Coffee coloured carpet is a good idea though - we went for grey - another nice and neutral colour.... goes with everything that we got given for DS's room... One friend wanted a nice bright stimulating room for their DD and painted one wall each of red, blue, green and yellow... then they wondered why the poor thing couldn't sleep!

Another good thing for the nursery is a blackout blind - worth getting instead of curtains if you can't afford both...

KnitterNotTwitter · 26/05/2011 15:36

And re: water birth assuming the room is upstairs i think you'll find you have to set up the water birth in a downstairs room - when full of water they're VERY heavy... check the instructions/with your midwife...
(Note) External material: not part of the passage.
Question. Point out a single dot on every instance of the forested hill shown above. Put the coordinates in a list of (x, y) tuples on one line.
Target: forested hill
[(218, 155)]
lightsandshapes · 26/05/2011 15:42

knitter it's a bungalow so the room is downstairs right next to the bathroom and taps. Good tips re changing... I have all this to learn!

OP posts:
Dozer · 26/05/2011 15:45

Think you are being a bit of a martyr. You don't have to move to an outhouse or even have them to stay at all. They sound a pain, but if you don't want them to come, just sort it out with DP and get him to tell them it's not convenient. This wouldn't be unreasonable.

If you do agree to guests coming, then yabu to save the nursery for the baby, the baby does not yet need a room and unless they are particularly destructive guests it'll still be fine when they go.